Archives for posts with tag: Trailer Tuesdays


Mr. T, Winston from Ghostbusters, and prison boxing. You can’t lose. Although this trailer just shows everything that happens within the first ten minutes of the movie, it’s a pretty awesome exploitation trailer nonetheless.

And yes, there’s a Penitentiary 3, where our hero Too Sweet fights an albino villain named Serengeti and a crack-smoking dwarf.

Yep, we went and made a weekly feature for this here blog, “Trailer Tuesdays.” Perhaps we were inspired by Paul Scheer’s tweet about “White Dog,” the unreleased 1982 movie about the racist dog that kills people, or we were lazy and noticed that “trailer” and “Tuesday” both started with a T and thus was a great idea.

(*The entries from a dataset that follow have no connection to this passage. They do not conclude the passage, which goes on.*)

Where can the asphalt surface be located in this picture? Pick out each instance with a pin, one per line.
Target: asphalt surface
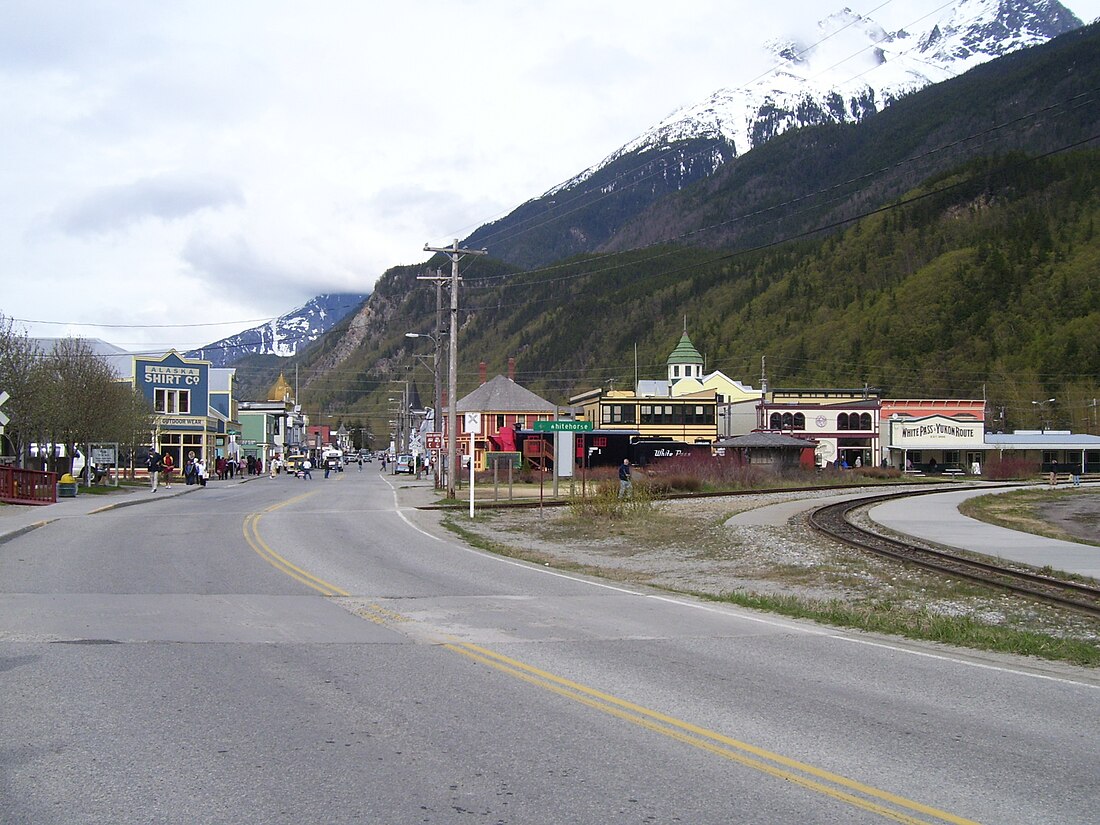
(282, 650)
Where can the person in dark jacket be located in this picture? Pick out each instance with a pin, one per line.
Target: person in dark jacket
(625, 485)
(155, 464)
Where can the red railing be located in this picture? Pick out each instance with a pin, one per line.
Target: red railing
(28, 486)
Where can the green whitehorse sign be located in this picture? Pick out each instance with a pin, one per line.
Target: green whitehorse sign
(563, 426)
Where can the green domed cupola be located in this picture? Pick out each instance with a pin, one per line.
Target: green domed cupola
(684, 362)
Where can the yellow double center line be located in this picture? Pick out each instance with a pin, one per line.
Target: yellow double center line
(815, 779)
(257, 543)
(818, 780)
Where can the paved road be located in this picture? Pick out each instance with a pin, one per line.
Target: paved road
(937, 518)
(311, 651)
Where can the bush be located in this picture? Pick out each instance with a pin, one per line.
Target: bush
(879, 472)
(602, 499)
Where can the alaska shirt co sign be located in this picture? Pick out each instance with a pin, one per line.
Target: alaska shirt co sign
(563, 427)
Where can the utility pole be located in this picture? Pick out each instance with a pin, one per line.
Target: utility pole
(437, 425)
(455, 254)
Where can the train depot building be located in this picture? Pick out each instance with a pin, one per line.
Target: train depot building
(193, 404)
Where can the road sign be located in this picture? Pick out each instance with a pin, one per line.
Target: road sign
(563, 426)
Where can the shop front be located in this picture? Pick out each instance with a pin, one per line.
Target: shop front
(178, 389)
(936, 444)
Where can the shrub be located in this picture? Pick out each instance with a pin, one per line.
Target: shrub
(1004, 469)
(602, 499)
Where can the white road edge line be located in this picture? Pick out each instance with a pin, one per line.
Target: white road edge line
(727, 608)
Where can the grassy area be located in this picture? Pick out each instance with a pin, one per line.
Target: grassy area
(966, 631)
(685, 547)
(1022, 509)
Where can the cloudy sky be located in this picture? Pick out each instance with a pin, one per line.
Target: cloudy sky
(220, 162)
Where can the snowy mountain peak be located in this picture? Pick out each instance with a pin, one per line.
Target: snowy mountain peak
(284, 336)
(847, 67)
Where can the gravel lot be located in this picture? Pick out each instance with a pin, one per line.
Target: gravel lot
(686, 546)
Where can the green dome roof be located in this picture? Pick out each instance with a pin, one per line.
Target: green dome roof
(685, 353)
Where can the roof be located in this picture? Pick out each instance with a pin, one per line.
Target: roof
(120, 361)
(685, 352)
(1042, 440)
(503, 395)
(773, 440)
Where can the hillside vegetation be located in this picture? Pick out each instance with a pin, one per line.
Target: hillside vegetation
(979, 279)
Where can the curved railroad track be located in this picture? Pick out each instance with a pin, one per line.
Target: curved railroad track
(833, 520)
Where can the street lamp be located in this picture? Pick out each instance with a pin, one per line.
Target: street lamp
(437, 375)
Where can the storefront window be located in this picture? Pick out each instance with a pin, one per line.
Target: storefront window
(172, 402)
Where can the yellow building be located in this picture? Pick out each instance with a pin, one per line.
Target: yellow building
(683, 407)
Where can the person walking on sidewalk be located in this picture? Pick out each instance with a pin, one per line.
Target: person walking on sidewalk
(153, 462)
(168, 463)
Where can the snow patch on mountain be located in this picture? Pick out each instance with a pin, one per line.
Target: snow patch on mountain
(846, 68)
(284, 336)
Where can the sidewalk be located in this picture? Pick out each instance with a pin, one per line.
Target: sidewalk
(19, 518)
(936, 517)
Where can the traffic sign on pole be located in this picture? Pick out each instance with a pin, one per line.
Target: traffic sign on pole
(563, 427)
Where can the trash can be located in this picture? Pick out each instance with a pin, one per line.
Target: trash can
(66, 486)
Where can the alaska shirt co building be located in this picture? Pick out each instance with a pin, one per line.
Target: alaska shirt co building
(193, 403)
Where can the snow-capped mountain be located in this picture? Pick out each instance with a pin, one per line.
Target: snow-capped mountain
(850, 69)
(284, 336)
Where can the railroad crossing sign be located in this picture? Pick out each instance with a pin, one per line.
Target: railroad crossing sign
(563, 426)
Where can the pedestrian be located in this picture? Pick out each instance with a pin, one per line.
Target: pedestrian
(626, 486)
(168, 463)
(155, 466)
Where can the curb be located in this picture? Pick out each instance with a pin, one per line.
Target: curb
(6, 537)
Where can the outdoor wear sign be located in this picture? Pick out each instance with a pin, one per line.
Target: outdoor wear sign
(937, 432)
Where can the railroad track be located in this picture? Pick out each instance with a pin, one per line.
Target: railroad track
(833, 520)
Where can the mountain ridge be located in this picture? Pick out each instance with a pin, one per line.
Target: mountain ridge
(584, 213)
(283, 336)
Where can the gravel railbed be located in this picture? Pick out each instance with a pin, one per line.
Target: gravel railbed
(686, 546)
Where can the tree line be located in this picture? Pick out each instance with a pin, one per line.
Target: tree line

Either way, it feels really necessary to comment on the latest “movie as its own punchline” that’s hitting theaters soon, “Hot Tub Time Machine.”

Much like “Snakes On A Plane,” “Hot Tub Time Machine’s” title is it’s own joke, a thin concept seemingly made for Twittering and online laughs. Although lacking the bizarre “crowd-sourced” element of “SOAP’s” famous line, “Hot Tub Time Machine” appears to have a veritable checklist of basic in-jokes in the trailer directed at the interests of internet denizens. 80’s jokes? Check. “Exclusive red band trailer?” Check. Former Daily Show correspondent? Check.

If there’s any case for the argument that the Internet is making us dumber, it’s this movie. Not that it’s the fault of the Internet, but when scriptwriters can gauge their literary successes with Tweetability, the future’s not looking bright for Hollywood.

On a related note, who keeps signing John Cusack up for crap like this? First it was “2012,” where he took a Nicholas Cage-ready shitpile, and now this. It’s like he lost a bet with his friends that he couldn’t move to C-list roles in less than a year.